Le MDDEP n’est pas plus engagé
Les réponses du Ministère du Développement Durable, n’ont pas servi à rendre les choses plus claires. D’abord, selon la personne mandatée pour répondre à nos questions, le MDDEP n’est qu’un intervenant de seconde ligne qui n’agit dans le dossier de la qualité des eaux que lorsqu’il est sollicité par le MAMR. Il est vrai que celui-ci opère aussi un programme de suivi (réseau-rivière), mais comme il n’y a que 3 stations d’échantillonnages sur l’ensemble de la rivière du Nord et que les échantillons ne sont pris que mensuellement, ces données ne sont pas suffisamment précises pour permettre l’émission d’avis publics.
Mais, alors, à qui revient la responsabilité de tester et d’informer la population de la qualité de l’eau qu’elle utilise ? Sans trop d’hésitation, celui-ci répond que c’est la personne qui donne un accès public à un plan d’eau qui est responsable d’en faire évaluer sa qualité. Toutefois, comme certains organismes sont incapables d’assumer de tels coûts, le MDDEP teste plusieurs plages publiques dans la région à travers son programme Environnement-Plage; la population n’a qu’à utiliser ces lieux et si quelqu’un décide d’aller ailleurs, elle est responsable des risques auxquels il s’expose.
Vous savez, on ne peut pas faire le suivi sur toutes les rivières du Québec, nous on a un programme, si les gens décident d’aller se baigner ailleurs, ils le font à leurs risques [ils] ont une responsabilité en tant que baigneurs : il faut regarder où l’on se baigne et prendre quelques précautions comme regarder l’état de l’eau ».

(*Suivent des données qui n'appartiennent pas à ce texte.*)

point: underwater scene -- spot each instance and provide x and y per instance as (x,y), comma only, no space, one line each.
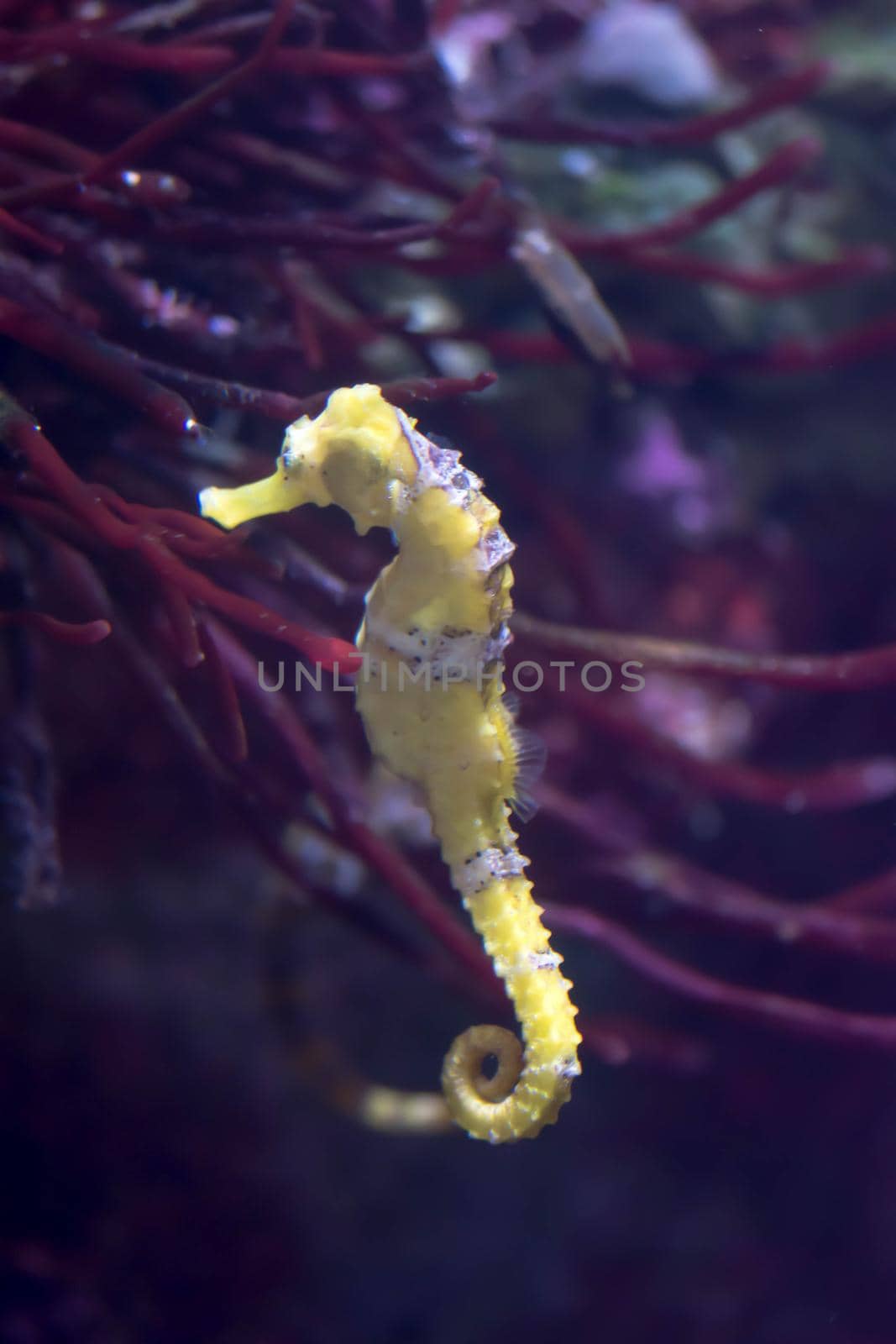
(448,725)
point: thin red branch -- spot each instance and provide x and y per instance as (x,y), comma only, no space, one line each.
(66,632)
(783,92)
(783,165)
(857,671)
(797,1016)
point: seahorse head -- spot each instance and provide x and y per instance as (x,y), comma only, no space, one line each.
(355,454)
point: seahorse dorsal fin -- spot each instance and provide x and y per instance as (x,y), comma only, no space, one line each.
(530,759)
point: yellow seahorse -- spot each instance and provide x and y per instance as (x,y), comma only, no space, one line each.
(432,702)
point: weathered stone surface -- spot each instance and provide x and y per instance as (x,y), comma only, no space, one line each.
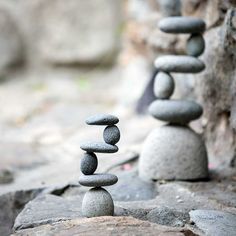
(181,64)
(163,85)
(180,24)
(217,223)
(102,119)
(89,163)
(175,111)
(105,225)
(169,147)
(98,147)
(111,134)
(97,202)
(97,180)
(48,209)
(75,38)
(195,45)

Que le ministère présente les lieux « recommandés » est une chose, toutefois ne devrait-il pas avertir la population que le reste des plans d’eaux est dangereux ? Informer les gens de leur responsabilité ne devrait-il pas faire partie des tâches du ministère ? Face à ces questions, notre interlocuteur reste évasif. «Vous savez, les choses ne se font pas en criant ciseau, le Québec est grand et il y a plusieurs autres problèmes à régler, on ne peut pas tout axer en fonction de chaque cours d’eau »
Alors, doit-on comprendre que la Rivière du Nord est un cas isolé ? « Non, pas du tout, d’autres régions rencontrent des problèmes similaires ».
Alors, qu’attendent-ils donc pour agir et informer la population s’il ne s’agit pas que d’un « simple » problème régional ?… Pas de réponse.